I've tried many options to import a text file with this format:
headerline
headerline
headerline
[DD/MM/YY - HH:MM:SS:MS] 00975 026.98 -0000.6 -0000.5 N2
[DD/MM/YY - HH:MM:SS:MS] 00975 026.98 -0000.6 -0000.5 N2
[DD/MM/YY - HH:MM:SS:MS] 00974 026.98 -0000.6 -0000.5 N2 ...
The target is to create a 2D array that contains each value from a line as an individual element, with the lines arranged as rows. So far, I only managed to get one entire line as an element in the array using numpy.genfromtxt:
data = numpy.genfromtxt("test.txt", skip_header=3, delimiter=" ")
Any help is much appreciated!
CodePudding user response:
1- For a simple and Pythonic way you can do the following:
# Start reading the entire file using readlines() method.
with open('test.txt') as my_file:
my_array = my_file.readlines()
# After that skip empty lines iterating over my_rray:
my_array = [l.split(" ") for l in my_array if l != "\n"]

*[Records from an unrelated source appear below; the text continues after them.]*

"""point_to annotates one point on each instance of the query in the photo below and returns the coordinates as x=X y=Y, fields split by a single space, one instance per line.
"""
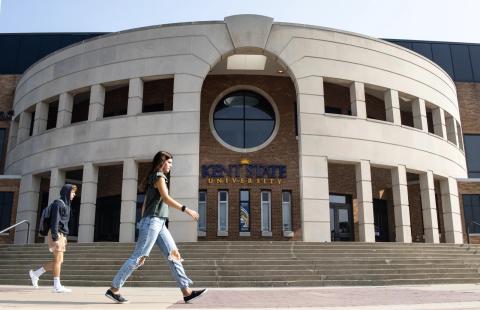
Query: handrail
x=468 y=230
x=15 y=225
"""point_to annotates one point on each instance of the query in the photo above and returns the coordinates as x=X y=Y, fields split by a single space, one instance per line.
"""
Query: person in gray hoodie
x=57 y=240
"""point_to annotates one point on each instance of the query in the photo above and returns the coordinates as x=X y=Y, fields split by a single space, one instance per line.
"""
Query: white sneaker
x=33 y=278
x=62 y=289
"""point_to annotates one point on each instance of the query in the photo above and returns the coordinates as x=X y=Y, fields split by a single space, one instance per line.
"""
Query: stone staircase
x=263 y=263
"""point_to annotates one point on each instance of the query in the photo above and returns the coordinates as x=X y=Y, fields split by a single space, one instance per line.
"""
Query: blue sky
x=435 y=20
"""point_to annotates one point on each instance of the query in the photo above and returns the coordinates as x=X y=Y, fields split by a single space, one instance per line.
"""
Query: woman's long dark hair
x=157 y=163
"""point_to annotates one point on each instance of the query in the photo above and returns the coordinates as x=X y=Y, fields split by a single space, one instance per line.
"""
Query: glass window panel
x=472 y=153
x=230 y=107
x=461 y=63
x=441 y=56
x=230 y=131
x=338 y=199
x=257 y=132
x=244 y=195
x=258 y=108
x=286 y=211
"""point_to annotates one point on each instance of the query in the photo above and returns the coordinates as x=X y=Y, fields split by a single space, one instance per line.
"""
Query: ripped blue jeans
x=152 y=230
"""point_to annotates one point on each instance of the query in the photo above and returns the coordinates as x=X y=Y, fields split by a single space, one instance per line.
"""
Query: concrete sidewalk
x=462 y=296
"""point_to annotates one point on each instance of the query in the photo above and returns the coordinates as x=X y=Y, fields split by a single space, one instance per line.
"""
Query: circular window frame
x=255 y=90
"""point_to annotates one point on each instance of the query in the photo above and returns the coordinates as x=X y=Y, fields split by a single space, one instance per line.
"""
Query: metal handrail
x=468 y=229
x=15 y=225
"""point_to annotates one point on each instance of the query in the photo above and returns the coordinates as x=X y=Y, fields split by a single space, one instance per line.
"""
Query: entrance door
x=380 y=217
x=341 y=218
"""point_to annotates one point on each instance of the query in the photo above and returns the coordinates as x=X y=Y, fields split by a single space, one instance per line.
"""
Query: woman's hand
x=194 y=214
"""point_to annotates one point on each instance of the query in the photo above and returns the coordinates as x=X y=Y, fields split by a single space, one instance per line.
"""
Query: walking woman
x=152 y=231
x=57 y=241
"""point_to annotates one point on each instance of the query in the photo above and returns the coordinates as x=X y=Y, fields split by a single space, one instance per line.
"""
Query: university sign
x=244 y=173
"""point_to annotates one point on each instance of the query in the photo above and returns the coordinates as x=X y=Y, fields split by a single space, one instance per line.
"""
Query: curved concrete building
x=278 y=131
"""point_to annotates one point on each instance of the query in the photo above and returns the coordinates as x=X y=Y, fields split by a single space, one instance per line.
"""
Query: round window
x=244 y=119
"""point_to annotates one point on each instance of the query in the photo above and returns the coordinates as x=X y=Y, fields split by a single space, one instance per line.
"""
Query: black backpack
x=44 y=225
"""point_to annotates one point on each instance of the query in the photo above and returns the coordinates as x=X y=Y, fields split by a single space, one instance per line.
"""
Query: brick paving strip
x=326 y=297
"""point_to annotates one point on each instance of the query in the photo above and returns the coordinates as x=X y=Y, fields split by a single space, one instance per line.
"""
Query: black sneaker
x=115 y=297
x=194 y=295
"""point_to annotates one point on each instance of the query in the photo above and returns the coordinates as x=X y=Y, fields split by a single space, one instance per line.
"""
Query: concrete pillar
x=13 y=132
x=451 y=211
x=129 y=201
x=135 y=96
x=41 y=116
x=392 y=107
x=27 y=208
x=365 y=202
x=57 y=180
x=357 y=100
x=419 y=114
x=439 y=123
x=401 y=205
x=315 y=199
x=186 y=93
x=429 y=207
x=24 y=126
x=65 y=107
x=97 y=102
x=86 y=227
x=451 y=128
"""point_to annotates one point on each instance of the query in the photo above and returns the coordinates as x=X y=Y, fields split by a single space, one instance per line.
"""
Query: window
x=6 y=201
x=244 y=211
x=223 y=211
x=287 y=210
x=244 y=120
x=472 y=152
x=266 y=211
x=202 y=211
x=471 y=210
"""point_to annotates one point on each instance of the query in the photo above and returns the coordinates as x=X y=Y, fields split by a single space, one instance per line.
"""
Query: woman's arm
x=161 y=185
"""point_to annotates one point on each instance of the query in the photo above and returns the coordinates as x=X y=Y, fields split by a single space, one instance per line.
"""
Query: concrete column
x=129 y=201
x=135 y=96
x=86 y=226
x=65 y=107
x=419 y=114
x=439 y=127
x=311 y=95
x=401 y=205
x=451 y=128
x=57 y=180
x=365 y=201
x=392 y=107
x=97 y=102
x=315 y=199
x=186 y=92
x=27 y=208
x=24 y=126
x=41 y=116
x=13 y=132
x=429 y=207
x=451 y=211
x=357 y=100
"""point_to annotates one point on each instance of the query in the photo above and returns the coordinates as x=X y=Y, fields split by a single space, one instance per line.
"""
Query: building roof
x=460 y=60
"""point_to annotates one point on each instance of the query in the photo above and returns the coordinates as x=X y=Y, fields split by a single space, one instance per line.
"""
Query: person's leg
x=149 y=228
x=170 y=251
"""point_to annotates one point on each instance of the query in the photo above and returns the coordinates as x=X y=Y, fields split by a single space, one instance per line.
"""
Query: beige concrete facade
x=187 y=52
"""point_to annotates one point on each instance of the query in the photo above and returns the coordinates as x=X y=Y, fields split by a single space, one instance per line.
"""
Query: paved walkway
x=458 y=297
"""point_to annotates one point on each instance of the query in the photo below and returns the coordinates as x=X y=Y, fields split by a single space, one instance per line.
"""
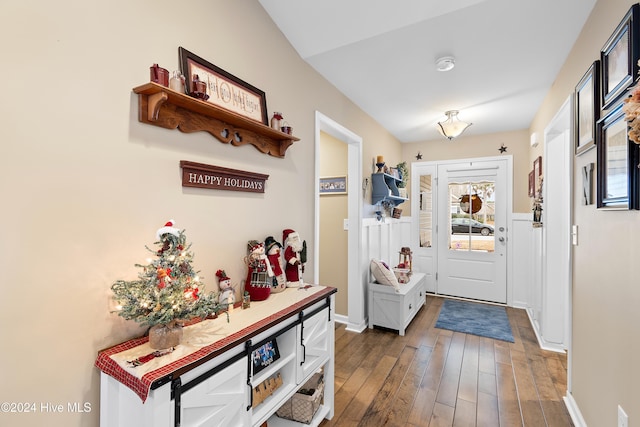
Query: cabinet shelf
x=160 y=106
x=385 y=188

# Finally create a numpy array from your python list:
data = np.asarray(my_array)
2- On the other hand, you can use genfromtxt
method for a more elegant solution and solve it in one line:
data = numpy.genfromtxt('test.txt', dtype=str, delimiter=" ")
Note that:
- I'm telling numpy to treat values as strings
- Numpy automatically filter empty rows in your file
More info about genfromtxt here
Result for your first two lines should be looks similar to the following:
array([['[DD/MM/YY', '-', 'HH:MM:SS:MS]', ' 00975', ' 026.98', '-0000.6',
'-0000.5', 'N2\n'],
['[DD/MM/YY', '-', 'HH:MM:SS:MS]', ' 00975', ' 026.98', '-0000.6',
'-0000.5', 'N2\n']], dtype='<U12')
I hope I have understood well what you want to do and that my answer would be useful!